Ein älterer Herr, ich schätze in seinen 50-ern, kommt auf mich zu. „Okay, also ich bin Dr. Cooper. Ich bin der Arzt für die männlichen Patienten hier, da es sich jetzt gerade aber um einen Notfall handelt, werden wir eine Ausnahme machen." Ich gebe nur ein kurzes Nicken meinerseits als Bestätigung. Doktor Cooper begibt sich an den wohl größten Medikamentenschrank den ich je gesehen habe und sucht nach Medikamenten, die mir helfen würden. Er kommt mit einem Notfallspray, auch bekannt als Salbutamol, zu mir und sagt ich solle zwei Hübe nehmen. Als ich das Spray einatme, spüre wie ich mich beruhige und ich langsam wieder zu Atem kam. „D-danke. Aber ich denke, ich s-sollte wirklich zu meiner Mum."
„Also, wenn das dein einziger Wunsch ist, gerne. Eigentlich finde ich, solltest du noch etwas hier sitzen, aber wenn du der Meinung bist, dass du aufstehen kannst. Die Erlaubnis hast du." Als ob ich eine Erlaubnis brauche zu meiner Mutter zu gehen. Wo bin ich nur gelandet.
„ICH WILL ZU MEINER TOCHTER! WO IST SIE?! GEHT ES IHR GUT?"

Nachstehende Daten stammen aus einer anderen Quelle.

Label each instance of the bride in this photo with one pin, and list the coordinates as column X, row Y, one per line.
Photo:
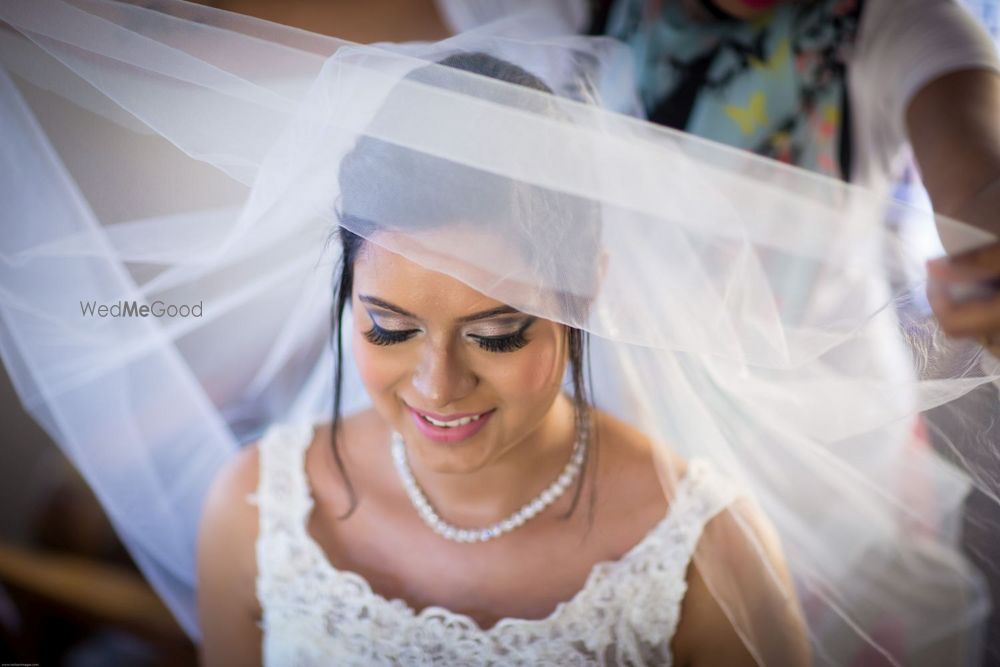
column 595, row 389
column 515, row 523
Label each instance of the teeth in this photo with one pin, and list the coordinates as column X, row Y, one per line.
column 451, row 424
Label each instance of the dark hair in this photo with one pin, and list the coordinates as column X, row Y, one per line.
column 374, row 168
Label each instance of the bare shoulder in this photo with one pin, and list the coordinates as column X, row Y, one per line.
column 228, row 609
column 739, row 551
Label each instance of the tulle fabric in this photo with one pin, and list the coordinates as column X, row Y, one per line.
column 739, row 310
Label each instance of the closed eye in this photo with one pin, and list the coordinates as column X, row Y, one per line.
column 379, row 336
column 507, row 343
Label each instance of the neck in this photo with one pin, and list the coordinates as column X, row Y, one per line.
column 498, row 489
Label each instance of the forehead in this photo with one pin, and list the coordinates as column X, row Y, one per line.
column 387, row 275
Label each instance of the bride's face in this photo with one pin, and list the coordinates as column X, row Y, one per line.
column 463, row 377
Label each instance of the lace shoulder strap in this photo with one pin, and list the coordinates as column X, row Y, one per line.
column 283, row 503
column 662, row 560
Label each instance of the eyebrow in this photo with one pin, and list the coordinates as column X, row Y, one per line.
column 482, row 315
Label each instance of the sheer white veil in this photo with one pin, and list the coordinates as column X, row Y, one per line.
column 739, row 310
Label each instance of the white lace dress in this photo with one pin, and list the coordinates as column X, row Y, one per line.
column 313, row 614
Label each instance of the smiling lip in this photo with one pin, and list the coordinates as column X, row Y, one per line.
column 452, row 434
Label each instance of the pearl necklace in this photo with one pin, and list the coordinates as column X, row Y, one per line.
column 517, row 519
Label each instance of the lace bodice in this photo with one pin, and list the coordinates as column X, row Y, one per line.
column 314, row 614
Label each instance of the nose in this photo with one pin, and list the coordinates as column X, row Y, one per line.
column 442, row 377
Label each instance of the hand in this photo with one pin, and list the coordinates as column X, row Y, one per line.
column 964, row 293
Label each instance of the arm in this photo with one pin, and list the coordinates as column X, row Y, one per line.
column 954, row 126
column 227, row 606
column 357, row 21
column 743, row 553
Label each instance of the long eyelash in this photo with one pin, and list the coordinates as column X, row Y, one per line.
column 509, row 343
column 379, row 336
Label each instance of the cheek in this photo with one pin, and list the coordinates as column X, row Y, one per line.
column 535, row 371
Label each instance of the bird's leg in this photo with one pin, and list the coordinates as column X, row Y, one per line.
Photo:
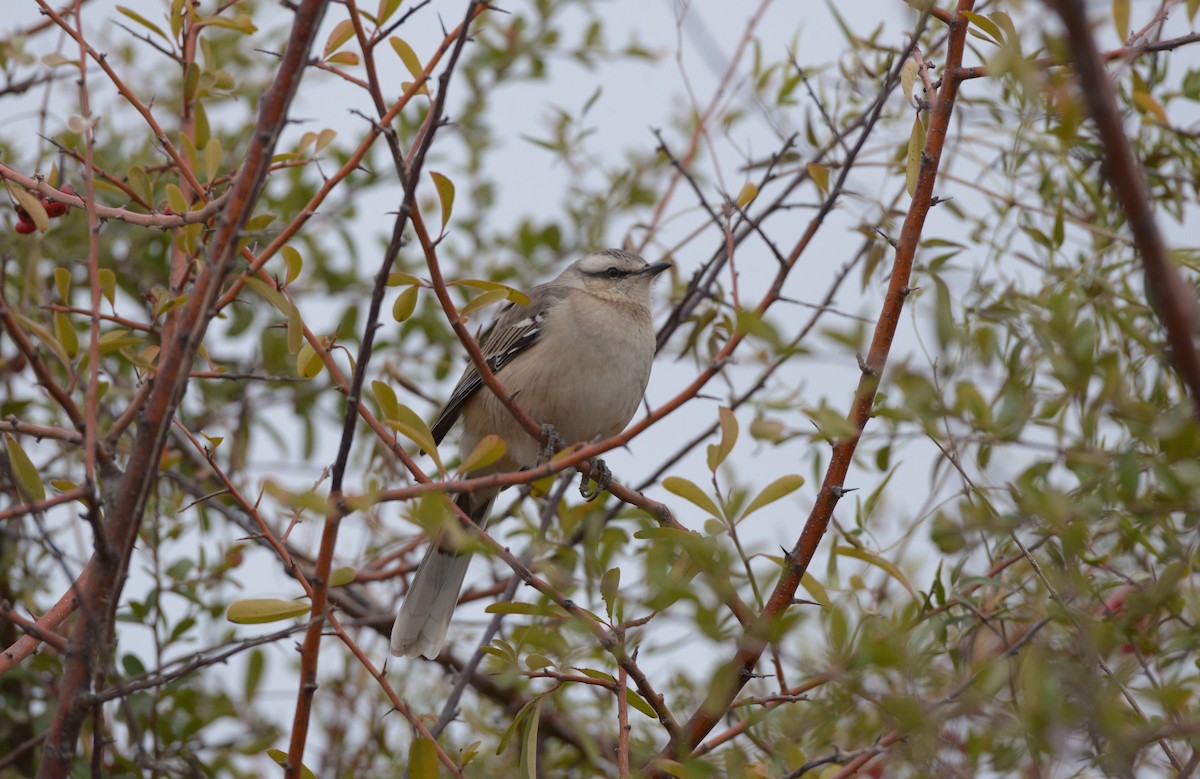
column 603, row 478
column 551, row 443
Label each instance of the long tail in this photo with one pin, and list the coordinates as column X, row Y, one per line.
column 425, row 615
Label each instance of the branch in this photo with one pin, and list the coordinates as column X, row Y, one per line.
column 1171, row 297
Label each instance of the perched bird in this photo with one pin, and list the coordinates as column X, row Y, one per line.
column 576, row 358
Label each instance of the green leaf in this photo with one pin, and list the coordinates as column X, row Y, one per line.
column 387, row 7
column 31, row 204
column 522, row 609
column 489, row 450
column 916, row 148
column 295, row 329
column 1121, row 19
column 24, row 472
column 411, row 426
column 609, row 586
column 747, row 195
column 879, row 562
column 406, row 304
column 987, row 25
column 175, row 199
column 820, row 174
column 816, row 591
column 389, row 407
column 640, row 703
column 423, row 759
column 341, row 576
column 445, row 196
column 484, row 299
column 294, row 263
column 137, row 17
column 407, row 55
column 256, row 611
column 281, row 757
column 213, row 159
column 719, row 451
column 108, row 285
column 63, row 282
column 691, row 492
column 529, row 744
column 309, row 363
column 399, row 279
column 773, row 491
column 65, row 334
column 514, row 294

Ich denke, ich habe sie gerade gefunden. Aus dem Krankenzimmer einmal um die Ecke gebogen und da steht sie. Meine Mom. Selbst total durchnässt und mit verschmiertem Make-up, merkt man ihr an, dass sie nicht normal lebt. „Mom, bitte hör auf hier rumzuschreien. Siehst du denn nicht, wie alle Leute dich anstarren? Bitte mach keinen Aufstand am ersten Tag." Ich gehe auf meine Mutter zu und sie wirbelt herum. „Skylar! Gott, ich habe mir solche Sorgen gemacht...du solltest doch nur Hilfe holen. Was ist passiert?" Ich seufze und verdrehe die Augen. „Es war nur wieder ein Asthmaanfall. Keine große Sache, du kennst das ja." Erst jetzt fällt mir der Mann auf, der neben meiner Mutter steht. Seine Haare sind braun und seine Augen sind smaragdgrün. Laut seiner Kleidung, dürfte er wohl der Leiter des Ganzen hier sein. „Du bist also Skylar?" „Sky reicht...bitte. Und ja, die bin ich." Er nickt. „Gut, ich bin Herr Garratt. Ich bin der Leiter dieser Klinik und hoffe, dass du dich schnell hier einleben wirst. Ich gebe dir noch etwas Zeit mit deiner Mutter und dann wird dich jemand auf dein Zimmer bringen. Dir wurde doch sicher gesagt, dass es ausschließlich Zweierzimmer sind oder?" Ich schlucke. „Also, ehm, ja natürlich wurde mir das erzählt." Ein Scheiß wurde erzählt. Herr Garratt reicht meine Antwort anscheinend, denn er verabschiedet sich kurz von meiner Mom und begibt sich in sein Büro. „Oh Skylar. Ich werde dich vermissen und-" „Mom, bitte, lass es uns kurz halten. Ich weiß wie sehr du Abschiede hast. Ich werde dich auch vermissen, aber ich denke, ich sollte dringend auf mein Zimmer. Wir hatten eine lange Fahrt und ich bin einfach nur noch müde. Ich hab dich lieb ja? Und melde dich wenn du zu Hause bist." Mit diesen Worten bringe ich sie nach draußen zu unserem Wagen und halte die Verabschiedung somit, so kurz wie möglich. Sie gibt mir trotzdem eine lange Umarmung, bevor sie in ihren Wagen steigt und vom Hof fährt. Ein Donnergrollen verrät mir, dass es an der Zeit ist wieder hinein zu gehen. Ich stehe also nun in dieser riesen Halle und habe absolut keine Ahnung wen ich ansprechen soll. Verloren suche ich den Raum nach Augenpaaren ab, die mich ansehen. Da fallen wir zwei silberne Augenpaare auf. Sie sehen direkt in meine.